Those years included the launch of a slew of programs inviting ethical hackers to search for bugs in government computer systems and a landmark Supreme Court ruling limiting when prosecutors can bring cases against security researchers that violate tech products’ narrow terms of service.
But they also included a renewed government push to limit the strongest forms of encryption that was widely panned by cybersecurity experts.
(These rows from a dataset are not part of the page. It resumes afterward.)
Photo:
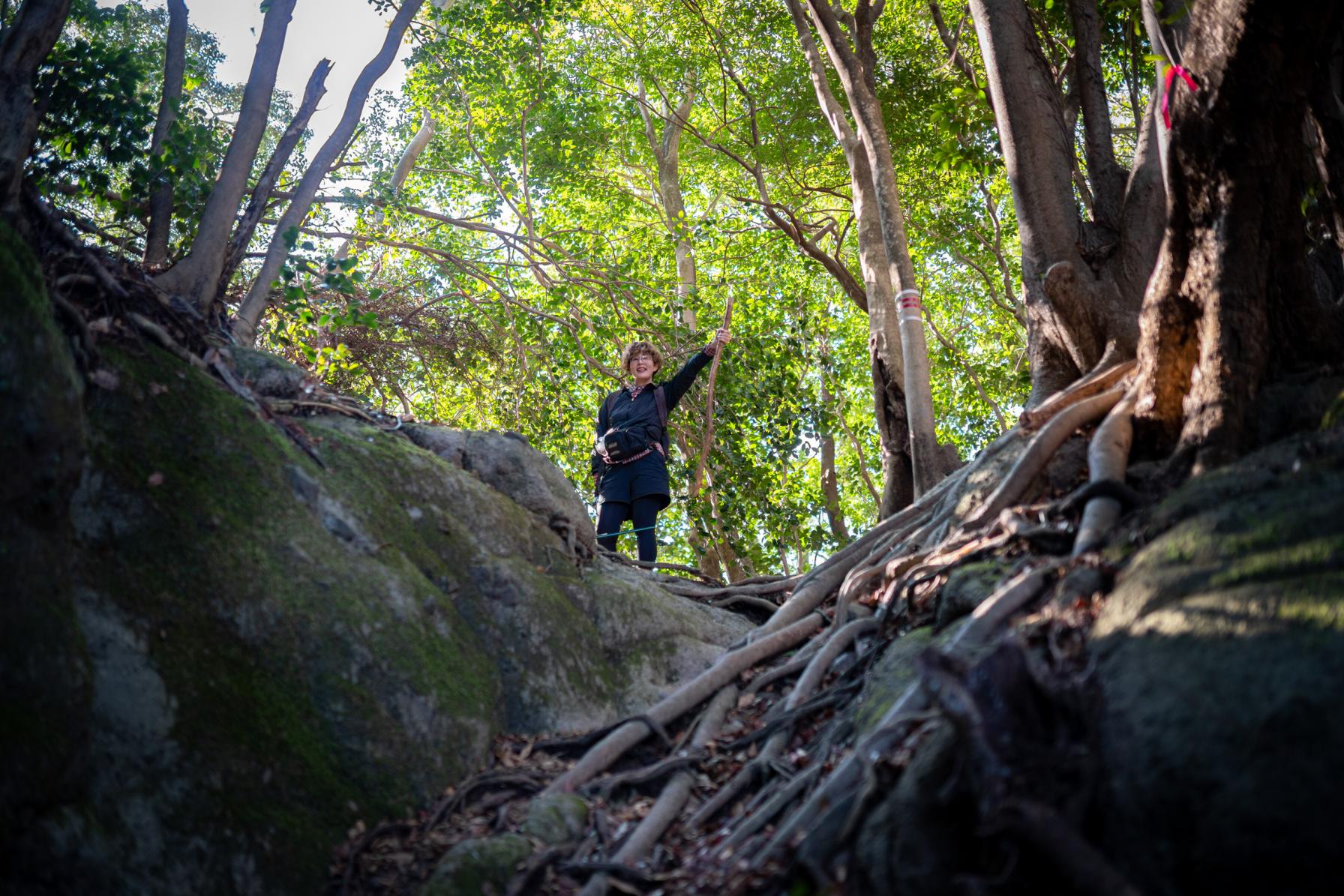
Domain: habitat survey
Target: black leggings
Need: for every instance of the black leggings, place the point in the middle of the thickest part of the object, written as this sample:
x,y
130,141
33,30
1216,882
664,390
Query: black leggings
x,y
644,512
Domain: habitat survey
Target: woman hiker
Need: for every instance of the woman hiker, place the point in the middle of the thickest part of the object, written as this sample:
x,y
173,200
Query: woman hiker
x,y
632,444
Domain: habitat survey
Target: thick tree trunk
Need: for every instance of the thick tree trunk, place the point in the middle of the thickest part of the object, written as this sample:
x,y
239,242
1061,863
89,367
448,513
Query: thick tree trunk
x,y
175,70
1216,316
196,276
258,297
26,43
1084,281
667,154
261,193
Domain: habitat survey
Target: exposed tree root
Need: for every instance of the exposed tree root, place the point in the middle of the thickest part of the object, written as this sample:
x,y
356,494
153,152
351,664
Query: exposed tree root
x,y
1040,451
683,700
1094,383
1108,454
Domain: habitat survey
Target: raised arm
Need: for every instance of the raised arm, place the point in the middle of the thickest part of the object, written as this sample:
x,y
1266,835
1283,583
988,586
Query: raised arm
x,y
678,386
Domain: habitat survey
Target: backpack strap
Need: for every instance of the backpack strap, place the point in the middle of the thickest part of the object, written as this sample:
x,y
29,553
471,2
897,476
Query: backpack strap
x,y
662,400
609,402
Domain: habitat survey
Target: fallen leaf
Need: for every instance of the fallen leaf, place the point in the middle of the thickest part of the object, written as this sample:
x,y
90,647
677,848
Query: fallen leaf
x,y
103,378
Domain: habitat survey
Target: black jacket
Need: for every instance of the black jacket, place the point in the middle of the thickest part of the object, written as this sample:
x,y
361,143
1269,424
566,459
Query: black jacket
x,y
639,417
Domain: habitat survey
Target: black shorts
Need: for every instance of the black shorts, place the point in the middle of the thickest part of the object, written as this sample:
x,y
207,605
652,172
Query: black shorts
x,y
638,480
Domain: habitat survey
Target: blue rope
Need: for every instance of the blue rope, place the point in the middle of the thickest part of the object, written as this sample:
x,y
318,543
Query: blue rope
x,y
602,535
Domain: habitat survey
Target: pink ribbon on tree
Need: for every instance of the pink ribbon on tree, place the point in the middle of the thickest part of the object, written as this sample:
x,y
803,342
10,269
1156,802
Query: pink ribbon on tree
x,y
1167,90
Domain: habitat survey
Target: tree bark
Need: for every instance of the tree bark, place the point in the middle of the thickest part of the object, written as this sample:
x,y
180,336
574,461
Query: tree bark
x,y
258,297
26,43
1084,280
196,276
885,349
1216,316
262,193
830,484
405,166
668,159
175,70
1105,175
855,67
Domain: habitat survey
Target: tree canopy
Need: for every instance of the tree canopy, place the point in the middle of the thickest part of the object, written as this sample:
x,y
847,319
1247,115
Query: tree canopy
x,y
558,178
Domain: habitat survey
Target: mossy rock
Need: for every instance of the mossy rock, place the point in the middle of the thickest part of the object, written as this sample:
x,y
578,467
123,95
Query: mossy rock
x,y
317,636
478,867
968,586
891,676
1221,655
45,695
1335,414
556,818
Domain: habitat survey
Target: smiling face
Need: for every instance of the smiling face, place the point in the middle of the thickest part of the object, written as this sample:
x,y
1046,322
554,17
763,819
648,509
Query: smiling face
x,y
641,367
641,361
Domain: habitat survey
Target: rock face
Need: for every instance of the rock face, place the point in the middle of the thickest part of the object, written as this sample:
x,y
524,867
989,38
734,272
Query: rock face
x,y
1222,658
507,463
266,643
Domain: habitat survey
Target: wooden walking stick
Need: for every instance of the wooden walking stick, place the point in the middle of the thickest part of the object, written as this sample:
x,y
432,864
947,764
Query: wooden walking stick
x,y
709,412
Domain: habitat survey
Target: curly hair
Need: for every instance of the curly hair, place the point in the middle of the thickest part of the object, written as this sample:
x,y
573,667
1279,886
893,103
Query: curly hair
x,y
640,348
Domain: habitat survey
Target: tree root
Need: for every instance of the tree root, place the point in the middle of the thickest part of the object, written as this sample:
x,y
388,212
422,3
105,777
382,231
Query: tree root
x,y
658,770
818,793
1096,383
1040,451
840,787
683,700
1048,833
1108,454
672,799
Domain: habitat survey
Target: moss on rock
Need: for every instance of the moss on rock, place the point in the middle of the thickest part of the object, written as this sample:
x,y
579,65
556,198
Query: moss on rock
x,y
44,670
1222,660
334,631
478,867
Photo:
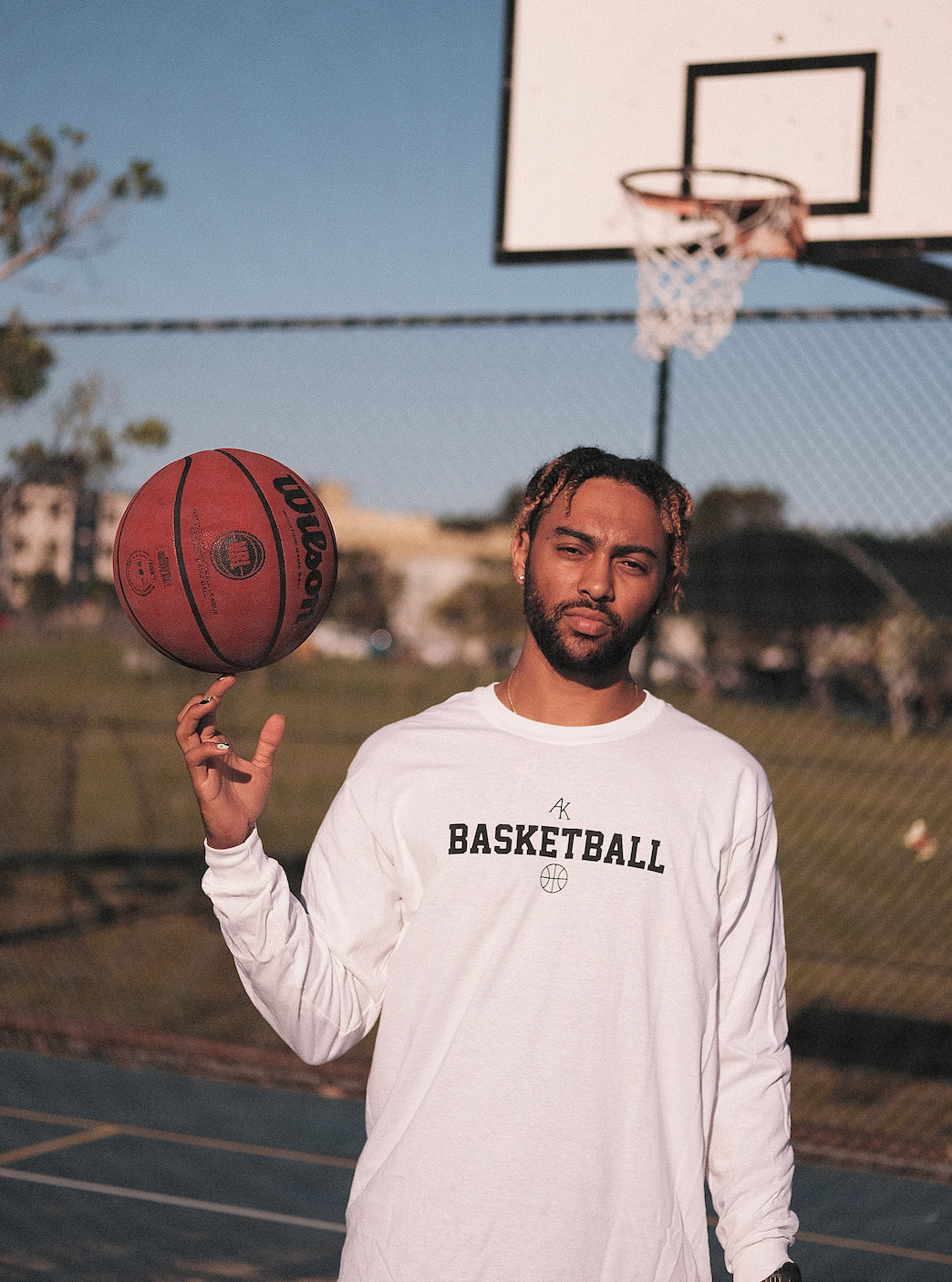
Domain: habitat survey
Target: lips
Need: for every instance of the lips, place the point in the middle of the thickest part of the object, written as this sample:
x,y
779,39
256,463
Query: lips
x,y
587,621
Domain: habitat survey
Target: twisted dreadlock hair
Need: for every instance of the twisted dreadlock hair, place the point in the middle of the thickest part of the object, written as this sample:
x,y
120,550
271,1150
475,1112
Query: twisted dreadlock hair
x,y
587,463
Former president Donald Trump’s embrace of conspiracy theories related to cybersecurity, election fraud and other topics also spurred broad cynicism in the hacker community, according to experts in our Cybersecurity 202 Network poll.
“In general, the government is less trusted these days,” said Paul Rosenzweig, a Department of Homeland Security official during the George W. Bush administration who now runs Red Branch Consulting. “My sense is that relationships are weaker now, rather than stronger.”
Overall, 51 percent of Network respondents said the relationship between the ethical hacking community and the U.S. government has improved since 2019, while 49 percent said it had not.
We’re releasing the poll during the Black Hat cybersecurity conference in Las Vegas, which, along with the adjoining conference Def Con, is often a gauge of the relationship between cybersecurity and government.
That relationship hit a low point in 2013 after revelations about broad National Security Agency spying by leaker Edward Snowden.
Def Con organizers asked federal employees not to attend that year. NSA Director Keith Alexander spoke at Black Hat and was met with heckling and jeers.
Things had improved significantly by 2019 — the last year the conferences were held in person. That year, 72 percent of Network respondents told us the relationship had gotten better.